He was at least 90 years old, running up the hill by our home, holding a bag of grapefruit in one hand and a baton in the other. Lean and long and determined, with a highly decorated Veterans cap on his head. I'm guessing this ancient warrior had run down to the farmers stand this morning, down to the corner to grab his breakfast, and was now on his way home to cut it open and sprinkle sugar over each segmented slice.
But it was the baton that caught my attention. 12 inches of PVC piping. Maybe he was anticipating a mountain lion or a pack of coyotes still up after a fruitless night of hunting. And he was ready. This man who probably fought in WW2, Korea, and Vietnam, now running at a snail's pace, all sinewy and alert, still ready for an attack. Back and forth the baton traveled, as he pumped his arms, cased in thin flesh. Back and forth.
And I traveled past him in my Dodge Durango, up the hill to my home. Pumping my own baton, back and forth. Having dropped two kids off at school and returning now to teach the third at our dinning room table. The laundry piled high, the refrigerator in need of cleaning, the sound of conference calls slipping out from under the door to my husband's home office. Swinging my club like I'm entering a war zone, ready for battle.
But I'm not.
Not in a battle. Though challenges await. No one's heart is bent on attacking me. And I think on the man who's known real war, and anticipates it each new day. I don't want to run that way. Just because there have been challenges in the past. I don't want to enter my home swinging like today holds a fight rather than a houseful of blessings and loved ones.
This thing in my hand is not my protective weapon to club a kid with learning challenges down. This is not a tool of defense to use against my spouse. This is not a bludgeoning stick to inflict pain, so desperate to protect myself from the same. The baton in my hand is the baton of a runner not a warrior. A runner in a long distance relay race, because I don't run it alone.
And the image of the old man running on rail thin legs, pumping his arms with a battle-ax in hand, drove me to my knees in the garage just now. "Lord, help me not to swing it hard in a posture of offense or defense, but swing it joyfully knowing that I'm running this race with you. Running this race in the power of Your Spirit each day, up the hill both ways sometimes.
It's the start of another week, dear friends. The beginning of another race, or another leg in the ceaseless marathon we call life. But it's not a battle. So repurpose with me those swinging arms and the baton in your hand. Repurpose your mind, and put it on right thinking. Swing hard and run fast and look forward; not to avoid the dangers coming against you from without and within, but to swing and to pump and to breathe heavy in your mad dash to Him.
Pass the baton in exchange for His strength; pass it early on in this new day and new week, that He might run the longest stretches.
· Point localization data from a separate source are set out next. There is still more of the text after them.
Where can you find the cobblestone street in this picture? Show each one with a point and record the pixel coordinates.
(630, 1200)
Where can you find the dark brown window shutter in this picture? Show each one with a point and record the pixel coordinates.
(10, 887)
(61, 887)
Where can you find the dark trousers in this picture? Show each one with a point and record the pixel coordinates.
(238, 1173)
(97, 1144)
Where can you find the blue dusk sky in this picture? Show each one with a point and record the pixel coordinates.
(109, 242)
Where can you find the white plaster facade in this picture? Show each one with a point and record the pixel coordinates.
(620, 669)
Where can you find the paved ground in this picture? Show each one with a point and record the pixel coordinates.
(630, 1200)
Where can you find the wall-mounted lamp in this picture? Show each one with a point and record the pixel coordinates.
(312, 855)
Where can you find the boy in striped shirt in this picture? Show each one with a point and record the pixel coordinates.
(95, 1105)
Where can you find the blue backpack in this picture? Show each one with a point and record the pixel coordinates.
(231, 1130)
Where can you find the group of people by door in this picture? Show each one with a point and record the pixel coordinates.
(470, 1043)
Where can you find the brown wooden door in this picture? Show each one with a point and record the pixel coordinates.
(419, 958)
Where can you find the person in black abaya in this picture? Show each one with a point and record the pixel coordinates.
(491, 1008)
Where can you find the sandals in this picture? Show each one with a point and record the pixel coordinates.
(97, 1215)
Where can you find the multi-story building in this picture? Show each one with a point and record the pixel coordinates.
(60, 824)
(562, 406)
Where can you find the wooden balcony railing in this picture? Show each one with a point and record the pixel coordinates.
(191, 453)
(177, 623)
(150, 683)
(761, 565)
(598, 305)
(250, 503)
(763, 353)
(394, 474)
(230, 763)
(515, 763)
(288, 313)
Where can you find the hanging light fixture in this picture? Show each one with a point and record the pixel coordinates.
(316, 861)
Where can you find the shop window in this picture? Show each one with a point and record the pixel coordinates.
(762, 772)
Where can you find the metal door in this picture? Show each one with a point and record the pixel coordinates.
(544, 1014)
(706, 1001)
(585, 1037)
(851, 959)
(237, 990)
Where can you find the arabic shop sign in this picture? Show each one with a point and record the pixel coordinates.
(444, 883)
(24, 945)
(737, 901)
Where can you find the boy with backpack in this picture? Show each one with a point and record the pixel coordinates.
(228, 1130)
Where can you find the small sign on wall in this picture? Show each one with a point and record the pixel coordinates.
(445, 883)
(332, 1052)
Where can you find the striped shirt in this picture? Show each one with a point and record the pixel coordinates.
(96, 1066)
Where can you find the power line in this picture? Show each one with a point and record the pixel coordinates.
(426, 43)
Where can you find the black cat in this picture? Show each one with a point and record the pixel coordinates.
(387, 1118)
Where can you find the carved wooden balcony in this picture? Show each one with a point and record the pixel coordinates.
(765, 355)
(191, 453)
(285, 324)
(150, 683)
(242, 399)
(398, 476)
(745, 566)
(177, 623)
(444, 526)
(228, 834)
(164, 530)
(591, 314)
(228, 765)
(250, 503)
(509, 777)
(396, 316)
Pass the baton in exchange for His perspective on life and love and each heart in our homes today.
Therefore, since we are surrounded by such a great cloud of witnesses,
let us throw off everything that hinders and the sin that so easily entangles.
And let us run with perseverance the race marked out for us...
Question: What's in your hand today? A club ready to fight or a baton to be passed? Let's cheer one another on!